I cannot agree with the majority that the issue of qualified privilege was tried by implied consent merely because Brzezinski failed to object when K Mart raised the theory during arguments on its TR. 50 motion. A review of the record discloses that the trial court rejected the theory of qualified privilege, thereby obviating the necessity of an objection from Brzezinski. The court ruled:
"[The reason for the qualified privilege doesn't exist in that seenario. Going all the way back to the Indianapolis horse patrol cases, and the trooper cases, and so forth, and firemen and policemen cases, it just doesn't fit here, it seems to me. -If it were a fellow employee reporting to management regarding employee misconduct or theft, I think it might fit, but this is the reverse of that, and I don't think the qualified privilege works in that situation."
Because the court itself deemed the theory of qualified privilege inapplicable, an objection from Brzezinski would have served no purpose.
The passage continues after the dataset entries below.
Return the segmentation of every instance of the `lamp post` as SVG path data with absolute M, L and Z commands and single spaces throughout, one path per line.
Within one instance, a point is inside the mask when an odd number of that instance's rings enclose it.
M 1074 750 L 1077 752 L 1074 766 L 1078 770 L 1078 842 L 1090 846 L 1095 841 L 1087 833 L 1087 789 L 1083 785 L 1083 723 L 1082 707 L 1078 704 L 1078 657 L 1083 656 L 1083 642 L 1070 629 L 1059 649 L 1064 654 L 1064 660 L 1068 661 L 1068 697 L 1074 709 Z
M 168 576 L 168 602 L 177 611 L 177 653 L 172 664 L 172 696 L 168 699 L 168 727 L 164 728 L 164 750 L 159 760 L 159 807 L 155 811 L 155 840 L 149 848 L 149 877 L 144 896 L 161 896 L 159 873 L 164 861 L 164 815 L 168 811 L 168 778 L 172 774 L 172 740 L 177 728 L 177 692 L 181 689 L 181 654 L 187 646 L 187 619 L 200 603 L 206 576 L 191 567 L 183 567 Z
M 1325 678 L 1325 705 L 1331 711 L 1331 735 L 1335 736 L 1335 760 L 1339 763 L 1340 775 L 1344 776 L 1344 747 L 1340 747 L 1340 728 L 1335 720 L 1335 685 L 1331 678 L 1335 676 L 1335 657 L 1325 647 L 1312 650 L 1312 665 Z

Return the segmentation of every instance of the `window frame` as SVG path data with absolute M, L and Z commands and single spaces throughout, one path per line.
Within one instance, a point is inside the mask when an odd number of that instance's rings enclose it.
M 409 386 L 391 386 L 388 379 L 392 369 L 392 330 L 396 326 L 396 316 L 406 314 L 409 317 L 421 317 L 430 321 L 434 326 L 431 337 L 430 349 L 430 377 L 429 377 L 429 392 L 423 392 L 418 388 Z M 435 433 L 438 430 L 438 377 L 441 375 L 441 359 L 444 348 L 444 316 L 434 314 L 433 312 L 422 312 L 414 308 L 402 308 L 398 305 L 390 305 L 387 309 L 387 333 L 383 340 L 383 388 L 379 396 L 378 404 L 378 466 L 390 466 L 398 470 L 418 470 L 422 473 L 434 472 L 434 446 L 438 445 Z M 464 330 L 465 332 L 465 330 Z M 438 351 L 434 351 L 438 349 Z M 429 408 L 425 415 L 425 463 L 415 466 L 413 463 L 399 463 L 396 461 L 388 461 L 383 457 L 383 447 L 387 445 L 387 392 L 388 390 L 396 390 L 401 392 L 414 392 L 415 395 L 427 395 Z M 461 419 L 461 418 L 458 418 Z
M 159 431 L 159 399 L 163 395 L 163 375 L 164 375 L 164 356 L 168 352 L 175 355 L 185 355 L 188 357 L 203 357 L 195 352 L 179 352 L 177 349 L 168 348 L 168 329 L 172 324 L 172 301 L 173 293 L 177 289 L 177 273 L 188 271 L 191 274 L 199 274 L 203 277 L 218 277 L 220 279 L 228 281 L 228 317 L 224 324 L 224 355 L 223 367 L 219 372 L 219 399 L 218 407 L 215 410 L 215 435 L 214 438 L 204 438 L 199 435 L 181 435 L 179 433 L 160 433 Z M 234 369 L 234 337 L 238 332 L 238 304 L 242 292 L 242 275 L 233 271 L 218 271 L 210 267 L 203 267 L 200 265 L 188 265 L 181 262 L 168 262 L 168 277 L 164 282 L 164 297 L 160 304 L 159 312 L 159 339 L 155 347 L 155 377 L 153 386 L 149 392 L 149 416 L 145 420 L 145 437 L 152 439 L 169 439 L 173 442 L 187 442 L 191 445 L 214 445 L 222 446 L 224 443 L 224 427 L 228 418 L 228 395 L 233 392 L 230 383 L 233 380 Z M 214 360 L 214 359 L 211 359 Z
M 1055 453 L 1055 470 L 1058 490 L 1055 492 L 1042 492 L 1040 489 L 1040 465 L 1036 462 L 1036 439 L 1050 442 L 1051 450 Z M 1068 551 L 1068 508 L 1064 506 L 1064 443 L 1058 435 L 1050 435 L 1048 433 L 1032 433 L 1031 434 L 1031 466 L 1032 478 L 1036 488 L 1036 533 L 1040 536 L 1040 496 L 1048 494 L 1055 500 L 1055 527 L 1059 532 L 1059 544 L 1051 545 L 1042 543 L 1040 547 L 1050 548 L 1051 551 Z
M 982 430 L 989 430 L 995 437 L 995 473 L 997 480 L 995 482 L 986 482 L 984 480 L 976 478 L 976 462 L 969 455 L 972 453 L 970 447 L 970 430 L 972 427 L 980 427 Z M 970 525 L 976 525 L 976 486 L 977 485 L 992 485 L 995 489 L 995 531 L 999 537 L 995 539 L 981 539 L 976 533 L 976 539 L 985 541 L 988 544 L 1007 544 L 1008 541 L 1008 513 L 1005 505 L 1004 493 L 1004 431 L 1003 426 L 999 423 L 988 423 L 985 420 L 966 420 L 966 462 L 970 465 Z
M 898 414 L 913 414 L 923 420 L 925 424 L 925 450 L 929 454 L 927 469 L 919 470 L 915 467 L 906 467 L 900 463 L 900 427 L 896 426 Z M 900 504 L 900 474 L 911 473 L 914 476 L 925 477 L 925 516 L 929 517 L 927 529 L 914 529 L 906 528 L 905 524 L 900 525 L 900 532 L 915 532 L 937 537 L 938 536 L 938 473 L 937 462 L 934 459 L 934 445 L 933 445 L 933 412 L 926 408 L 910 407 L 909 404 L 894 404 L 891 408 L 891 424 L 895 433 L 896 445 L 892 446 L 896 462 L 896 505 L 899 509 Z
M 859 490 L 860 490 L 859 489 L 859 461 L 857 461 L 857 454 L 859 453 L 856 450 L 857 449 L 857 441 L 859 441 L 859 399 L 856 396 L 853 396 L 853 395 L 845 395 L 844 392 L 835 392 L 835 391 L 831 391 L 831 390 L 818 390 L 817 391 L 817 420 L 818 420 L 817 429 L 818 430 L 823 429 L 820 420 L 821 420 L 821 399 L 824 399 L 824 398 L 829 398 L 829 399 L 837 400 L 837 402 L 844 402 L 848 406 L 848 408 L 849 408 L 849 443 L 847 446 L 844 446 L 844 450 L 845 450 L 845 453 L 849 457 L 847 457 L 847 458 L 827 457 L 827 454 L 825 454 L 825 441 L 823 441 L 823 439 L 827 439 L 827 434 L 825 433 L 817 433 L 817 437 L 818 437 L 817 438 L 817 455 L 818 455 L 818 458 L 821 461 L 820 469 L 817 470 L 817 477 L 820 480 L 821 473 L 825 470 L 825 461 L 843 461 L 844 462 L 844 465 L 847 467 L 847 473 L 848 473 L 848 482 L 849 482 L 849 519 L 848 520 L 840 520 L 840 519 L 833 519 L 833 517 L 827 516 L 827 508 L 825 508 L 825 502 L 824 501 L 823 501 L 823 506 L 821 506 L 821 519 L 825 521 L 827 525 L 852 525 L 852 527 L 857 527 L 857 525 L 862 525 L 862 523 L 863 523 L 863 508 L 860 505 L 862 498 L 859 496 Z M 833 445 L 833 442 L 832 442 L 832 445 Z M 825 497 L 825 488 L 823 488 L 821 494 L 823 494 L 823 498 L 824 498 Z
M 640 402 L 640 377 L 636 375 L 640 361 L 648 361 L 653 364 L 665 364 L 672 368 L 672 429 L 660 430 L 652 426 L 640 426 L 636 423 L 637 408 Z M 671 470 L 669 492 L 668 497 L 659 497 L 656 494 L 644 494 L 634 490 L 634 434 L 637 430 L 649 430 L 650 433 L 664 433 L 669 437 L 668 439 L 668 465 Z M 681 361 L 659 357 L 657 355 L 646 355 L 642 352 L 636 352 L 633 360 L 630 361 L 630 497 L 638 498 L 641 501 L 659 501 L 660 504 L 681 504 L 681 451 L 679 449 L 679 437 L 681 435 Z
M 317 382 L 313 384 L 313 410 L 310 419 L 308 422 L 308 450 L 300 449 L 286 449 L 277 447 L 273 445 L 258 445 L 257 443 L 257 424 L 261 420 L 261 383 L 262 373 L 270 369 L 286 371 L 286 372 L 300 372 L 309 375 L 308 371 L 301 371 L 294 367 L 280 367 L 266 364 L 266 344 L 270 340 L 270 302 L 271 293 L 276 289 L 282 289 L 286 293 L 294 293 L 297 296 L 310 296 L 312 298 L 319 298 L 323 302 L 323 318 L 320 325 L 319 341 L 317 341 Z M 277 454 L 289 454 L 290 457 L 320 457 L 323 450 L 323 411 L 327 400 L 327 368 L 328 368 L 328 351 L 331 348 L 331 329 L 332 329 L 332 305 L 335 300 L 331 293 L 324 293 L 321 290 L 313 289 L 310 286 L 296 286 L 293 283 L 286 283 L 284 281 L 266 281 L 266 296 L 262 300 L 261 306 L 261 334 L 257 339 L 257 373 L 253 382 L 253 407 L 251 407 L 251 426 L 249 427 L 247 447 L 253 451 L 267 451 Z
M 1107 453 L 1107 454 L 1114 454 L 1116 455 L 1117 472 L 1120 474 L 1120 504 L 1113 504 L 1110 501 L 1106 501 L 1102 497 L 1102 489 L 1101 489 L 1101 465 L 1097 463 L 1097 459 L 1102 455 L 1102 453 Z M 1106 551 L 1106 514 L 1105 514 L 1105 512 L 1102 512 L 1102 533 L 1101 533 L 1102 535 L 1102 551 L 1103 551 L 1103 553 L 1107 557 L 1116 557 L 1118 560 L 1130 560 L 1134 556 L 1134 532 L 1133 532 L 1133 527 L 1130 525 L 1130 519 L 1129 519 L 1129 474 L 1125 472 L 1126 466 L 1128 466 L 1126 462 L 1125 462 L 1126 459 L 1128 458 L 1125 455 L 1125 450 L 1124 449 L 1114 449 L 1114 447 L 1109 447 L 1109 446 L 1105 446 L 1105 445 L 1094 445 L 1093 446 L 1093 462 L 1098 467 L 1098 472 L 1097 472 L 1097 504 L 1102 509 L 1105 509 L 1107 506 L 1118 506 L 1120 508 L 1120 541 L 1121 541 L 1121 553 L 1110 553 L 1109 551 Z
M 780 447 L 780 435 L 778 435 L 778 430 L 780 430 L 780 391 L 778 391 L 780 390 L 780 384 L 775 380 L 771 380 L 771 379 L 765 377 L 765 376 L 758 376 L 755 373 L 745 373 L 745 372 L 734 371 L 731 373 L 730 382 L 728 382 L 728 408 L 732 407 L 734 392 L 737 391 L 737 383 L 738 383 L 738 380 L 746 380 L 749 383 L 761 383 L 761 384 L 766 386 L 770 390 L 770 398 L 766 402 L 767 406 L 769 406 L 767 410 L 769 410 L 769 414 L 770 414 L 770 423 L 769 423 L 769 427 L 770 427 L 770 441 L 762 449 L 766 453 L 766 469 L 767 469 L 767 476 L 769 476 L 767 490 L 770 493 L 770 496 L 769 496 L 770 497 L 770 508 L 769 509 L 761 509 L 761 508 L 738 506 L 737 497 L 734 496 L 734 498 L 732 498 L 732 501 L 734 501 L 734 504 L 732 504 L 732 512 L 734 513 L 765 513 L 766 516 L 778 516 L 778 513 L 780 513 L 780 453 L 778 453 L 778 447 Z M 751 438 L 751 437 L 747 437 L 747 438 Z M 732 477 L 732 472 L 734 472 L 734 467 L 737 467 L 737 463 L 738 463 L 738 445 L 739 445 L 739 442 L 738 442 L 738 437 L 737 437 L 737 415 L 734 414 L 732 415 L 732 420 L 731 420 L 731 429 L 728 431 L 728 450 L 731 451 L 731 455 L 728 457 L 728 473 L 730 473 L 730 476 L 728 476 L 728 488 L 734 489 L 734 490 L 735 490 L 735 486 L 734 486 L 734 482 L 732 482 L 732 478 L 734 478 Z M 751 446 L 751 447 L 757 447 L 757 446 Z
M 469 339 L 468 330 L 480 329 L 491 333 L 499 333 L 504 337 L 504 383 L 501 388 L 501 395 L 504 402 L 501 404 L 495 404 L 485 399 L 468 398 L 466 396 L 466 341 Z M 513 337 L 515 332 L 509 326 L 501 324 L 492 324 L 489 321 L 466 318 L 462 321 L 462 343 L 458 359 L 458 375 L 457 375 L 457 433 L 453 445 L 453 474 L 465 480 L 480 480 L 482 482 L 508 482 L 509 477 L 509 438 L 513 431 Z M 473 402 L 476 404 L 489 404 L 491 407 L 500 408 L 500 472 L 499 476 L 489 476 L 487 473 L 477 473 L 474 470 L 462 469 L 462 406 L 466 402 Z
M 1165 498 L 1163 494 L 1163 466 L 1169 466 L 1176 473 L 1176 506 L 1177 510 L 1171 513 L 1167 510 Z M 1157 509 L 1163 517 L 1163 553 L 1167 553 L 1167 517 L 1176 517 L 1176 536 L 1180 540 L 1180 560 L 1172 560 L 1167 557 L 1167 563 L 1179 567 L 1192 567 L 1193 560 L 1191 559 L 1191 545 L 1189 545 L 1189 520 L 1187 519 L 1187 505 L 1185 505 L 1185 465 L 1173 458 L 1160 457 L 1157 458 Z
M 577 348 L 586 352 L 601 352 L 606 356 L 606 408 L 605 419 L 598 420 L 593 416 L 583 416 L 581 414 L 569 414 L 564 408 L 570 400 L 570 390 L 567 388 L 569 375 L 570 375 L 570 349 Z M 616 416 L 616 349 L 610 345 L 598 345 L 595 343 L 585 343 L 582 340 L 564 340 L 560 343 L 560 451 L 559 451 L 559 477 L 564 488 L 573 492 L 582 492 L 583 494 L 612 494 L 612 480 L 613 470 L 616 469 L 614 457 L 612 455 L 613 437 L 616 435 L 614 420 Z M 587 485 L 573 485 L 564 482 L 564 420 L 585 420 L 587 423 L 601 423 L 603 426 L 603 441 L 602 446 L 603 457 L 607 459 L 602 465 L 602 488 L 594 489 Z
Brzezinski's failure to object to K Mart's argument on its TR. 50 motion did not constitute consent to a trial on the issue of qualified privilege. If, through a supplemental record, Brzezinski can establish that she objected to the tendered final instruction on qualified privilege, then there is no basis for the conclusion that the issue was tried by implied consent.
I vote to grant Brzezinski's petition for writ of certiorari to supplement the record and her petition for rehearing.